Jesus. It's always the simple solution, isn't it? I eyeballed it with the belt installed, and it looks okay. I think I'm just so used to something being wrong on this car that I assumed there was some crap I had to fix here, when it was actually okay (other than that washer/spacer). I guess I'll just drive it and see if anything screws up.


----------



## gjones (Oct 8, 2012)

*Brackets*

Easy-breezy. How's your power steering alignment?


----------



## Chazz (Mar 8, 2010)

Power steering alignment is laser-straight. It's definitely an issue with the alternator; I have a couple old 12si's sitting around (the new Powermaster is a 12si), so I installed one of those on the car and it fit perfectly. So my eyes aren't playing tricks on me. :confused

I did some mixing and matching parts with the Powermaster and that old 12si, and I found that the Powermaster's fan is thicker, and the spacer that keeps the fan away from the body casting is also thicker. I called Powermaster today and the tech suggested that I can mix and match parts as need be, but to keep in mind that their thicker fan will cool better for high RPM and race applications. If I can't get the Powermaster fan and pulley to fit right, I'll probably end up using the fan off the old 12si instead. I guess we'll see.


----------



## BearGFR (Aug 25, 2008)

I fought for a long time on my 69 getting the belts aligned. My problems were compounded by a combination of several factors:

1) My 69 was an early-production car with the short-snout water pump.
2) I'm running a standard-snout aftermarket "high flow" pump now.
3) It's a factory A/C car
4) I'm running an SFI-certified harmonic balancer which would not allow the original A/C compressor drive pulley to be used.

All of that conspired to create 'much fun' in the old Bear cave.

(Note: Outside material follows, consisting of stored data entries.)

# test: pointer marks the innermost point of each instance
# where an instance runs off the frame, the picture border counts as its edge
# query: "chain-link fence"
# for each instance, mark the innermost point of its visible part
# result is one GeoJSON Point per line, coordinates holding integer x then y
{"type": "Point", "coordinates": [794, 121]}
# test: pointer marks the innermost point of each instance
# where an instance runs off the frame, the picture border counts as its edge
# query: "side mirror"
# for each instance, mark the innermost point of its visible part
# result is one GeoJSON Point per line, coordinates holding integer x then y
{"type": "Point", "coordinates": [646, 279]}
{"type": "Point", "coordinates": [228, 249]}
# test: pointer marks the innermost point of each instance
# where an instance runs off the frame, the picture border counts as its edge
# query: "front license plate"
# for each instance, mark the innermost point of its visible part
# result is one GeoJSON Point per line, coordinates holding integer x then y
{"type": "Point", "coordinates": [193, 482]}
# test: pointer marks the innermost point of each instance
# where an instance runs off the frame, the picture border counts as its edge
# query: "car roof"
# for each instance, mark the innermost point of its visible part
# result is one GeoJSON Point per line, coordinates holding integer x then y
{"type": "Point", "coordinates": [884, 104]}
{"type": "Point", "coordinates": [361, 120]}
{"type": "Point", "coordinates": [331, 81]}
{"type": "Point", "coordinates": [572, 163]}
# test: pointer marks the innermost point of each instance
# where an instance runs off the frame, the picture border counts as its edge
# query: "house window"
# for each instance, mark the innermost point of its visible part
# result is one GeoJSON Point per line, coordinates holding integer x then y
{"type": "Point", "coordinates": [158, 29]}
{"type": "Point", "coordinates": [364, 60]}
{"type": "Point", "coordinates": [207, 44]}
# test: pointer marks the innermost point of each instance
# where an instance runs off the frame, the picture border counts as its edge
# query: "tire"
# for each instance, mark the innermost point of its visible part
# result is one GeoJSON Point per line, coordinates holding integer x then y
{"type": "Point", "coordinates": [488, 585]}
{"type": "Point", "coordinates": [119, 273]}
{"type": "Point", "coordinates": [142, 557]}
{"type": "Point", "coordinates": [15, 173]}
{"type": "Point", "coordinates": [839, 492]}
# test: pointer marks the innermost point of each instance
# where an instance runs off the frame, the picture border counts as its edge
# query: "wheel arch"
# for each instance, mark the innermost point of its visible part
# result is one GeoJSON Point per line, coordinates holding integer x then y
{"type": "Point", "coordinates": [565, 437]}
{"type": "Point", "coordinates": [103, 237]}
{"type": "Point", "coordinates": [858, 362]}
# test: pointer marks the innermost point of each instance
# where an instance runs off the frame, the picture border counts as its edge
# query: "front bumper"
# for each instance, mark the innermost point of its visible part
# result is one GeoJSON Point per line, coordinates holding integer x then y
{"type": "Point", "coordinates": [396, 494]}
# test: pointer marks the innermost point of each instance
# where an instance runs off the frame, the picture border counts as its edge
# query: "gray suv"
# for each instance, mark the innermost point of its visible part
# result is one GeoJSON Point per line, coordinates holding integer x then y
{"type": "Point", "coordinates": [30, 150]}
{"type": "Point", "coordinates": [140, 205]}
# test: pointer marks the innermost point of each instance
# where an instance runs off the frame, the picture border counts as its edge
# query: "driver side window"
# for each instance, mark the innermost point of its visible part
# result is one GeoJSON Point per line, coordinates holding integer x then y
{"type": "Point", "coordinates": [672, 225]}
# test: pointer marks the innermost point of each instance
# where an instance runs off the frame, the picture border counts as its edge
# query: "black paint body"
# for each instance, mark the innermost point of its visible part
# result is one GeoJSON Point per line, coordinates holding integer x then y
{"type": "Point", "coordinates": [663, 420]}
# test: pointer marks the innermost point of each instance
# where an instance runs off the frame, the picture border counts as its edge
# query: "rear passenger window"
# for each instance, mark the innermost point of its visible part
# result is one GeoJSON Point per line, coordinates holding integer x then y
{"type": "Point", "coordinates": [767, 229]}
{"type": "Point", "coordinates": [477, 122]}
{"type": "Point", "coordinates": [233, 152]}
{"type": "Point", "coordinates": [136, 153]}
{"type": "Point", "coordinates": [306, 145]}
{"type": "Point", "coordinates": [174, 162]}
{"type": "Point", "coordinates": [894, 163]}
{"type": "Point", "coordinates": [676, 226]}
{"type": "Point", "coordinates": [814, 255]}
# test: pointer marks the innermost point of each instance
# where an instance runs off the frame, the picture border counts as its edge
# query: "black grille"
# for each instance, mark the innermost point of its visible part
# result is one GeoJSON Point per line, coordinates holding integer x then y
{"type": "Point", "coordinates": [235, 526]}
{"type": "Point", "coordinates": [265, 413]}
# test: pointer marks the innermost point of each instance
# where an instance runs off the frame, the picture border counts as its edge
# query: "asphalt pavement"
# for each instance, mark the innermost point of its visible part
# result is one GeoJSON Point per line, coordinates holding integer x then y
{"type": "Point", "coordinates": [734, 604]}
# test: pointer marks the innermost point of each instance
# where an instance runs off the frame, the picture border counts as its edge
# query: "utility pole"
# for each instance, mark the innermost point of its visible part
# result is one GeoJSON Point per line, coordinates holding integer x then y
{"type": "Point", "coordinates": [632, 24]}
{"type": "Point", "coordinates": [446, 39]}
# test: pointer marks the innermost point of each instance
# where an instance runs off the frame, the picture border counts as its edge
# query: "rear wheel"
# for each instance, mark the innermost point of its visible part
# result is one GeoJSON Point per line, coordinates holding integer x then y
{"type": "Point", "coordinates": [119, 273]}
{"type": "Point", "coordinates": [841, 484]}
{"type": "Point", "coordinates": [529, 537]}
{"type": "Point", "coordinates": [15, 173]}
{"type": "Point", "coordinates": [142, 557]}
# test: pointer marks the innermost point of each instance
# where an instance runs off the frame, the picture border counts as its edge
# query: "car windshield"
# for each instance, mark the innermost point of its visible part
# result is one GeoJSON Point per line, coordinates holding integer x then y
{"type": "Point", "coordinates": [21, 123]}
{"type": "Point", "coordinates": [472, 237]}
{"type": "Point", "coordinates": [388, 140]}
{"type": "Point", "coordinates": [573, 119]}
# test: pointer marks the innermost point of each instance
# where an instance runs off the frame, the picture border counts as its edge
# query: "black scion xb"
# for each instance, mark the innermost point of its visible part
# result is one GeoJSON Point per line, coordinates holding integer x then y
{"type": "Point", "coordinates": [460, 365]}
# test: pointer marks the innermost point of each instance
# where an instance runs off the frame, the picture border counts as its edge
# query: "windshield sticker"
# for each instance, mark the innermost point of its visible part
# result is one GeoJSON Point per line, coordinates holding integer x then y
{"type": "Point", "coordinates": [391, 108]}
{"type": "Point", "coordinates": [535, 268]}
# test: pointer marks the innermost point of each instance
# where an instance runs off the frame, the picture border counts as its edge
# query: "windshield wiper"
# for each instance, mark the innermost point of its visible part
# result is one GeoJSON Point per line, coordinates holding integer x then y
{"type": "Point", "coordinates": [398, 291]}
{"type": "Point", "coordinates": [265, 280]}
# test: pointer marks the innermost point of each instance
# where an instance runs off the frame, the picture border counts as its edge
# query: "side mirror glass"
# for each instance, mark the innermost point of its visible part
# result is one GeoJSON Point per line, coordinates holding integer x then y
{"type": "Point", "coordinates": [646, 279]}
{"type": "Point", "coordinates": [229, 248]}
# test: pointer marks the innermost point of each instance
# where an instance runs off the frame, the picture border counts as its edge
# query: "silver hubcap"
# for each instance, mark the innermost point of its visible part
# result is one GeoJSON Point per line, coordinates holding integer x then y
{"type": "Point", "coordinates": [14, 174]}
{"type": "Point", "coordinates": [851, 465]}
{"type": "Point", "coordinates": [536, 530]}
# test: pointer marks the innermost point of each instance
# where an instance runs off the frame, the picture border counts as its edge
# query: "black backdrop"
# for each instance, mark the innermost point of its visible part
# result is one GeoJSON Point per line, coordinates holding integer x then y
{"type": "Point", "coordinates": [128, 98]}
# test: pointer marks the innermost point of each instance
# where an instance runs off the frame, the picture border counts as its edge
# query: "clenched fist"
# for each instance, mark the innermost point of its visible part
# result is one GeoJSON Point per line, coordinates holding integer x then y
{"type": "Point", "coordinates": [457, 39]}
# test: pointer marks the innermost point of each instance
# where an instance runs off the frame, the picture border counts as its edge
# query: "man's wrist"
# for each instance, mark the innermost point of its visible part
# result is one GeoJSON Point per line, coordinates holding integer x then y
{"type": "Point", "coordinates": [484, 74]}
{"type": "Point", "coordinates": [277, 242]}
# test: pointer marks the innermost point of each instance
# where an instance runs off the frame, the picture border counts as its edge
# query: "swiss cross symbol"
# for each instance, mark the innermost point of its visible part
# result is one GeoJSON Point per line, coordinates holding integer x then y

I finally figured out a way to make myself a tool to help align the pulleys. It's a verified straight piece of aluminum bar stock with two arcs cut out of it. The arcs have different radii for using on different diameter pulleys. Placing the arc down into the grooves of one pulley will automatically align the tool perpindicular to the pulley axis. If the other end of the bar is centered in the grooves of an adjacent pulley, then you know they are aligned. If not, then you know which direction one of them has to move and by how much. I'll attach a couple of photos. The second one shows sort of how to use it, but in the photo the belt is installed. To actually use the tool the belt must be removed so you can settle the tool down into the groove. For me, using this tool was a whole lot more accurate than trying to use my (admittedly ancient) eyeballs. 

Bear


----------



## Chazz (Mar 8, 2010)

Bear: I wonder if I could do the same thing with a sturdy straight edge square.....I'll try when I get home.

Good news is that I think I've more or less solved the problem. I found an alternator and starter repair shop in town, so I ran by there with the Powermaster before work today and sought their assistance. The guy gave me a shorter spacer for no charge (I traded him the one I had, ha), and upon a quick install to eyeball the difference.....it looks about spot on now.


----------



## BearGFR (Aug 25, 2008)

Chazz said:


> Bear: I wonder if I could do the same thing with a sturdy straight edge square.....I'll try when I get home.


A straight edge might work if you're very careful. Using that bar stock with some thickness to it, combined with the arcs I cut into it cause it to "automatically" square itself with the pulley groove. When I lay it down in there and put a little downward pressure on it, it's rock-solid with no wiggle.

Bear


----------